The exact definition of the metric and the allele labeling are somewhat arbitrary, but you can see it is easy to define a meaningful measure of how far apart any two individuals are in genome space.

Now plot the genome of each human as a point on our lattice. Not surprisingly, there are readily identifiable clusters of points, corresponding to traditional continental ethnic groups: Europeans, Africans, Asians, Native Americans, etc. (See, for example, Risch et al., Am. J. Hum. Genet. 76:268–275, 2005.) Of course, we can get into endless arguments about how we define European or Asian, and of course there is substructure within the clusters, but it is rather obvious that there are identifiable groupings, and as the Risch study shows, they correspond very well to self-identified notions of race.

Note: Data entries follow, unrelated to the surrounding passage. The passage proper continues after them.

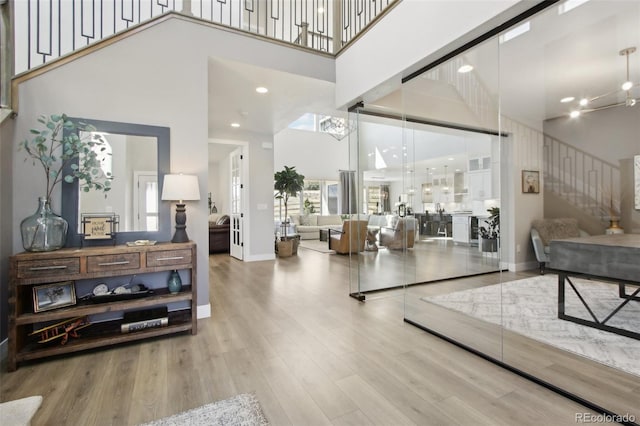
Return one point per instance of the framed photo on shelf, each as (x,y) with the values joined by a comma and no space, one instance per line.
(530,182)
(99,226)
(53,296)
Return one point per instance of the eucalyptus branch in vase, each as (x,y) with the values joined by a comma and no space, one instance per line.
(58,147)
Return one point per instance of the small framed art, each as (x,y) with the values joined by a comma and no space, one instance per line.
(53,296)
(530,182)
(99,226)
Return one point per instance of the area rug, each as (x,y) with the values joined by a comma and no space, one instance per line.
(530,307)
(316,245)
(241,410)
(20,411)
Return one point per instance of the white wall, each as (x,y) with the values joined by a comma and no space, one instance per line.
(522,150)
(411,35)
(161,79)
(315,155)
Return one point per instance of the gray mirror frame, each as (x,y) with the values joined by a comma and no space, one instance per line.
(70,191)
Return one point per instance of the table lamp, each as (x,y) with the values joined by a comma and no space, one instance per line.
(180,188)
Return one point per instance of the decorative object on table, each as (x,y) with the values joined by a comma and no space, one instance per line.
(61,330)
(44,230)
(180,188)
(489,235)
(530,182)
(145,318)
(137,243)
(102,294)
(99,226)
(53,296)
(174,283)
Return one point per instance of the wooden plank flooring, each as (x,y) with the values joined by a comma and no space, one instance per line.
(287,331)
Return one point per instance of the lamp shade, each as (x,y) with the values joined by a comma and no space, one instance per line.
(180,187)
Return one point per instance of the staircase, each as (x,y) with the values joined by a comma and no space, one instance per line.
(583,181)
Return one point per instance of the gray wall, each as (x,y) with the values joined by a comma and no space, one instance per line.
(6,218)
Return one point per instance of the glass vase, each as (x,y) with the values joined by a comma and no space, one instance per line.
(174,284)
(44,230)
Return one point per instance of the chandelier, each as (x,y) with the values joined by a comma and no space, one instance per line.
(585,104)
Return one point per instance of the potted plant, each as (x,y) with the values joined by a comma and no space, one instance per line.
(288,183)
(489,235)
(56,147)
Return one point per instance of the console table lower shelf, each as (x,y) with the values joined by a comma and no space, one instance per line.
(104,334)
(37,331)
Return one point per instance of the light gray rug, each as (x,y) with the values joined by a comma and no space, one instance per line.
(316,245)
(241,410)
(20,411)
(530,307)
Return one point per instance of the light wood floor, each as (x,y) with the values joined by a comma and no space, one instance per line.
(287,330)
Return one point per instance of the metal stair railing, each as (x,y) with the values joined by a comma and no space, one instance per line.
(583,180)
(48,29)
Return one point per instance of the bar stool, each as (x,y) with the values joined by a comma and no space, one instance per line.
(442,229)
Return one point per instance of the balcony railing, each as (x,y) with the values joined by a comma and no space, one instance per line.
(47,29)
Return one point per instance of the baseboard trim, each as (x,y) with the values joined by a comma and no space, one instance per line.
(204,311)
(260,257)
(573,397)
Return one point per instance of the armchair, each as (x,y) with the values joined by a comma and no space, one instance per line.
(351,239)
(400,236)
(545,230)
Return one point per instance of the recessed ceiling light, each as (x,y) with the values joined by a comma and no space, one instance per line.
(515,32)
(569,5)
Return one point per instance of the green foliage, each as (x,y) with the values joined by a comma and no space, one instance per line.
(309,208)
(288,183)
(55,152)
(492,231)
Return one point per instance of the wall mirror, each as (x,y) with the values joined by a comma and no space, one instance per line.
(138,160)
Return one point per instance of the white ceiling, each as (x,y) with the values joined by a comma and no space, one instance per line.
(573,54)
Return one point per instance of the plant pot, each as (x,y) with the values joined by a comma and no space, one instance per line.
(285,248)
(489,245)
(43,230)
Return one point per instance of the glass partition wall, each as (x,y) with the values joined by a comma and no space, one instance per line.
(487,129)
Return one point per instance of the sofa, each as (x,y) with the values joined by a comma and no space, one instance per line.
(545,230)
(309,226)
(399,233)
(219,233)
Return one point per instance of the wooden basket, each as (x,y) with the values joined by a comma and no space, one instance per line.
(285,248)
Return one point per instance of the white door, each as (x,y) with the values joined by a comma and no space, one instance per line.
(145,201)
(237,215)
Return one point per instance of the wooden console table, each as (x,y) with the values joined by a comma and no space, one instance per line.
(96,264)
(609,258)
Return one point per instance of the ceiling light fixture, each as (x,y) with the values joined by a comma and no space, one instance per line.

From the conclusions of the Risch paper (Am. J. Hum. Genet. 76:268–275, 2005):

Attention has recently focused on genetic structure in the human population. Some have argued that the amount of genetic variation within populations dwarfs the variation between populations, suggesting that discrete genetic categories are not useful (Lewontin 1972; Cooper et al. 2003; Haga and Venter 2003). On the other hand, several studies have shown that individuals tend to cluster genetically with others of the same ancestral geographic origins (Mountain and Cavalli-Sforza 1997; Stephens et al. 2001; Bamshad et al. 2003). Prior studies have generally been performed on a relatively small number of individuals and/or markers. A recent study (Rosenberg et al. 2002) examined 377 autosomal micro-satellite markers in 1,056 individuals from a global sample of 52 populations and found significant evidence of genetic clustering, largely along geographic (continental) lines. Consistent with prior studies, the major genetic clusters consisted of Europeans/West Asians (whites), sub-Saharan Africans, East Asians, Pacific Islanders, and Native Americans. ... We have shown a nearly perfect correspondence between genetic cluster and SIRE [self-reported ethnicity] for major ethnic groups living in the United States, with a discrepancy rate of only 0.14%.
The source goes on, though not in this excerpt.